Baltazar avait tenté de l’enfermer dans le Dédale. Mais avec ses importants contacts, il avait eu raison de ce démon capricieux. Il l’avait racheté avec ses propres moyens et celui-ci été redevenue aussitôt docile. Les démons… Des êtres aux pouvoirs destructeurs. Mettre fin au simple homme qu’il été serait simple. Mais, ils étaient trop obsédés par la puissance à en oublier qu’ils ne seraient rien sans les esclaves qui peuplaient leurs terres. Liosan était un esclave profitant des grands maîtres de ce monde.

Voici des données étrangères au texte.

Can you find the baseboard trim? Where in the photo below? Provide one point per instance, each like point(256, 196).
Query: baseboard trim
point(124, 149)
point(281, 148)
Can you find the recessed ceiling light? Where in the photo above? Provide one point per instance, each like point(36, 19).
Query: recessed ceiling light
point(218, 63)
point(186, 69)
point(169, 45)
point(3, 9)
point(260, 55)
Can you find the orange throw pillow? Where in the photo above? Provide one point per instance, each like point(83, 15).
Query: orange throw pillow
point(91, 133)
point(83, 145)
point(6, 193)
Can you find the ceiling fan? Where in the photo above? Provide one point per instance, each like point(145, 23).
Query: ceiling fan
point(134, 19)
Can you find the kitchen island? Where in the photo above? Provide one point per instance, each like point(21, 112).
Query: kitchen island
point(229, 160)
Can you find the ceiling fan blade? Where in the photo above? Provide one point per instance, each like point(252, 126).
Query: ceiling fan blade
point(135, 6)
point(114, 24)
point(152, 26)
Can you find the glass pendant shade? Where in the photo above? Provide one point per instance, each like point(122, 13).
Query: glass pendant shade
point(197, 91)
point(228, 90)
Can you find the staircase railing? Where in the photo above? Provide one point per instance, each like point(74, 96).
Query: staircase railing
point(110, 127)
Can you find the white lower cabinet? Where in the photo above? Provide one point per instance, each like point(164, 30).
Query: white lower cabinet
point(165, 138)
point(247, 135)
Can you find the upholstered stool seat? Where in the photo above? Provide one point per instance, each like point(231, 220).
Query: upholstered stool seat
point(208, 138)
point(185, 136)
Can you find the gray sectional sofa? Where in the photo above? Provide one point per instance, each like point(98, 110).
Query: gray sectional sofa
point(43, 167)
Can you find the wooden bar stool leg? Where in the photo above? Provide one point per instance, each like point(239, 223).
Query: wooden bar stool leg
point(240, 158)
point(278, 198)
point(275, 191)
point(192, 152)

Il atteignit les flancs rocheux du cirque. Son client l’attendait habiller d’une épaisse cape émeraude.

- Vous avez ce que je demande ?

Liosan sortit de son sac le petit pot de fleurs.

- Que vous faut-il, maître des plantes ? continua le demandeur, rassuré.

- De vos oreilles…, répondit, tendu, Liosan. Aucune nouvelle de la révolutionnaire Ozanne ?

- Non… Vous n’êtes toujours pas la seule à la chercher. Maître Onur, mon mentor veut la retrouver pour en savoir plus sur les graines qu’elles nous avaient rapporté. Il a promis à notre Reine de la faire venir jusqu’à elle. Elle a courte mémoire, mais les graines de pruniers semblent avoir réveillé son pouvoir et le visage d’Ozanne lui reste gravé en elle. Les patrouilles parcourent les moindres recoins sans trouver aucune trace. La révolutionnaire a disparu.

Liosan hocha doucement de la tête. Il avait déjà eu des versions similaires à celle-ci. Ozanne avait disparu en même temps que son beau-fils. Cela devait être lié. L’homme d’affaire continue :

- Et son frère ?

- Son frère ? Ah oui, le milicien… Il a rejoint la montagne pour protéger les habitants des démons et animaux sauvages. Mais cette bataille est perdue d’avance. Même les gisus sont devenus fous. C’est à cause du dévoreur de démon. Même enfermer à nouveau dans ces ruines, elle ne perd pas de sa puissance.

Liosan hocha la tête. Il sortit son carnet pour vérifier que rien ne lui échappait. Il aimerait parler davantage avec la famille d’Ozanne. La mère et la sœur étaient restées dans leur maison à la capitale. Ghazi retournera bientôt sur son poste de conseiller. Liosan l'y rejoindrait. Il finit :

- Avez-vous les informations que j’ai demandée à maître Onur ?

Le client prit une sombre expression avant de lui donner. Liosan la cacha dans une poche et partit sans rien dire. Il se dépêcha de rejoindre la vieille porte, vérifia de ne pas être suivie et franchi le portail avec une certaine appréhension d’y voir les ruines de l’autre côté. À la place, la salle ovale l’entoura chaleureusement. Il se dévêtit et mis le manteau dans l’armoire a coté de deux capes d’acheteurs. Il déplia le papier. Liosan sourit.

Il enleva son écharpe et sortit de la salle des portails. Dans le couloir, il croisa sa fille. Léontine était restée devant sa porte. Son père laissa tomber son expression d’homme d’affaires.

- Comment vas-tu ? lui demanda-t-il avec tendresse.

Celle-ci explosa en pleurs. Il la prit doucement dans ses bras. Baltazar avait frappé au plus près de lui et de sa famille. Il fallait qu’il le garde à l’œil pour que ça ne recommence plus. Avoir Peio se baladant librement l’empêchait de trouver la paix. Il déposa un baiser sur la tête de sa fille tout en essayant de la consoler.